L’horror post-11 settembre, coi mostri che fanno saltare i ponti, si incontra col disastro climatico che ha portato il nostro rumore a livelli insopportabili.
Non è un caso poi che la protagonista sia una donna nera e malata di cancro. Il racconto la pone in una posizione di fragilità doppia, ma doppio è anche l’effetto che riscuote: un condannato non ha nulla da perdere e si batte alla morte, in senso etimologico, visto che è pronta a perire per assaggiare una pizza. Lupita si muove tra le rovine come un’ultima donna sulla Terra, o quasi, con felino a seguito in stile Llewyn Davis. Qui sboccia il terzo punto, che è il conflitto tra specie: come già dimostrato in Pig, Sarnoski sa porsi ad altezza animale, senza un banale antropomorfismo ma ponendo la cinepresa a quattro zampe, come accade nella sequenza del gatto che rincorre il topo. E sa anche che, vedi Cage e la sua scrofa, dal rapporto tra uomo e animale può nascere un nuovo tipo di relazione che vada oltre l’antropocene, foriero ormai di troppi danni.

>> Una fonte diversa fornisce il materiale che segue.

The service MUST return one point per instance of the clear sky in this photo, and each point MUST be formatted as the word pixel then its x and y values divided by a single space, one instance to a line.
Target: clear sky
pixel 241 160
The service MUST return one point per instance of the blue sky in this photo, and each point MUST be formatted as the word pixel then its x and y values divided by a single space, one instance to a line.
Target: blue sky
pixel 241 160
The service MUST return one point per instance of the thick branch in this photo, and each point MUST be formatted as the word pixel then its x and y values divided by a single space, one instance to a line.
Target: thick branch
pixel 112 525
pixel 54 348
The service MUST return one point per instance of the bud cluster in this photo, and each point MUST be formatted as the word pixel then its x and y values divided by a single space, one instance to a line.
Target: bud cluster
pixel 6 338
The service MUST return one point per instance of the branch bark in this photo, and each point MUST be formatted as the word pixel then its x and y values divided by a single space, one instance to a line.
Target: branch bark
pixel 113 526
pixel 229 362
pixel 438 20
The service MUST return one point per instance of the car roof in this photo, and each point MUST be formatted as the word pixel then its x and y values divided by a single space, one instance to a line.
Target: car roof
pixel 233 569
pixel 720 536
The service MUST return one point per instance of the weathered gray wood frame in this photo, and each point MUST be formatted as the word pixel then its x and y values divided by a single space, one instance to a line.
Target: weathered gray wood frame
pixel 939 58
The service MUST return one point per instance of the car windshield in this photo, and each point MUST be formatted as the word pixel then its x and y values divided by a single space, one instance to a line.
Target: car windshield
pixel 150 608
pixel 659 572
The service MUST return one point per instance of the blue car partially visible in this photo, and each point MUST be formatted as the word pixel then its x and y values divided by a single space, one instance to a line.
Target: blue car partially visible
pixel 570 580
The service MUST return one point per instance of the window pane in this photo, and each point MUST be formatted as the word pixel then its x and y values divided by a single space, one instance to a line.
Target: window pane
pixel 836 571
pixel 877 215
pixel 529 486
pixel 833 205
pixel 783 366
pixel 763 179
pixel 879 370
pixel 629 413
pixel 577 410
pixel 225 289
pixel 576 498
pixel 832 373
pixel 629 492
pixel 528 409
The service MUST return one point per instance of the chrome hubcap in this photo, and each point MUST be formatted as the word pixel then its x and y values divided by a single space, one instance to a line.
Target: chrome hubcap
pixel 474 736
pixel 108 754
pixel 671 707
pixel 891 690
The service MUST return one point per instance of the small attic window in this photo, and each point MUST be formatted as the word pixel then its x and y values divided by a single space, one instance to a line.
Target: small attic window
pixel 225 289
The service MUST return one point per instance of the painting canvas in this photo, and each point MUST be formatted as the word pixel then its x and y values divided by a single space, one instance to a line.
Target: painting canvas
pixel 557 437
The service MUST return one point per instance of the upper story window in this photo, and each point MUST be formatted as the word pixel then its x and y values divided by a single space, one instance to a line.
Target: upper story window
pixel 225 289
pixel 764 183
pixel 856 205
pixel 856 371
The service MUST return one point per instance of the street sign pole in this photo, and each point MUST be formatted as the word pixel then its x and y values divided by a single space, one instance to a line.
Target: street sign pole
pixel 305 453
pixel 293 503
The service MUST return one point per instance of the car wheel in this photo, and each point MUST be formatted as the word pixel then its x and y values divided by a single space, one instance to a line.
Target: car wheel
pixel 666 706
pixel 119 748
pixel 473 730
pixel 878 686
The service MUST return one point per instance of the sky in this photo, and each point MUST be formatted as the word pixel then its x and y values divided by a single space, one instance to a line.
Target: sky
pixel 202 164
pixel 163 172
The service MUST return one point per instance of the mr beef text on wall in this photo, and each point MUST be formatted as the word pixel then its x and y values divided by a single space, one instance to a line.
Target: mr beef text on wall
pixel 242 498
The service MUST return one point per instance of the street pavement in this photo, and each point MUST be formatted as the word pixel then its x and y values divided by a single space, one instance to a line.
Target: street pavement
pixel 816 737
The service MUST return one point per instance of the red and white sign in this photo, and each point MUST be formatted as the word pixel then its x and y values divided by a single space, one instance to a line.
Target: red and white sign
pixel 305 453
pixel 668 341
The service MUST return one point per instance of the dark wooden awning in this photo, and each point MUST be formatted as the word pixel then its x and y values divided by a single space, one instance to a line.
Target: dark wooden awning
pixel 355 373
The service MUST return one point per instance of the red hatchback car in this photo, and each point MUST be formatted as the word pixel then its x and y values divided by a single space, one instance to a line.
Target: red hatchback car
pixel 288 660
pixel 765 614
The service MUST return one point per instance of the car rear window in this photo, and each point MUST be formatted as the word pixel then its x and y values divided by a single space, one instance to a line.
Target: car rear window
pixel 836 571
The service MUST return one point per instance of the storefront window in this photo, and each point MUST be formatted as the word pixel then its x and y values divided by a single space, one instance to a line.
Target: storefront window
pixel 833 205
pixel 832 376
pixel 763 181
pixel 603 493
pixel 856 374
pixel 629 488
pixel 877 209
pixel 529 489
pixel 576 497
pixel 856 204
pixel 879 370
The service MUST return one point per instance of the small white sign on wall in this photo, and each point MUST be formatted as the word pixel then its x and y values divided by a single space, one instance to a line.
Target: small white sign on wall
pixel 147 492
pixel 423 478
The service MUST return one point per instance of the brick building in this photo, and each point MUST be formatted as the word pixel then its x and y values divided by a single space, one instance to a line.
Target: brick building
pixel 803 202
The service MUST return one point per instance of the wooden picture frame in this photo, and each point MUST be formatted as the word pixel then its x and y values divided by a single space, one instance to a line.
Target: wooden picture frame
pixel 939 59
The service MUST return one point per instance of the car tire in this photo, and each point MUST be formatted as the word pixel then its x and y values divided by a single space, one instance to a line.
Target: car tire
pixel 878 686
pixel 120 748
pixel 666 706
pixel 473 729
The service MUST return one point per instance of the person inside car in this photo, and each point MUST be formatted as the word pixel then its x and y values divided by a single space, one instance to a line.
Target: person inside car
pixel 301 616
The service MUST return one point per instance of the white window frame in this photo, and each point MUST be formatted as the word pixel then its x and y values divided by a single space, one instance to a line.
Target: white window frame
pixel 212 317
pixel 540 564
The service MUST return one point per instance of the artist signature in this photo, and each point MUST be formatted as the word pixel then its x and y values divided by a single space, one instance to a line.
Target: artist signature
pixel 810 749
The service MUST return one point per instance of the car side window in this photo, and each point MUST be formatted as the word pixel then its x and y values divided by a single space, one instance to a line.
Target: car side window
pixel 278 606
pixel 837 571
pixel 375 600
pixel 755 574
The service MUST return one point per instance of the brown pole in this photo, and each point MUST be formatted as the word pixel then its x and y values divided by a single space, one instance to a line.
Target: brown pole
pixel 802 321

Così la virtuosità felina viene contrapposta alla devastazione aliena.
Infine si torna alla formula: Samira incontra Eric (Joseph Quinn), l’altro umano, e iniziano a difendersi insieme. Seppure nelle peculiarità, Giorno 1 applica allora il canovaccio della serie nella consueta dialettica tra silenzio e rumore, luce e buio: il risultato sono alcune sequenze più riuscite, altre decisamente barcollanti come il pre-finale sentimentale, che punta sulla retorica di ritrovarsi un attimo prima di perdersi. E la serie continua.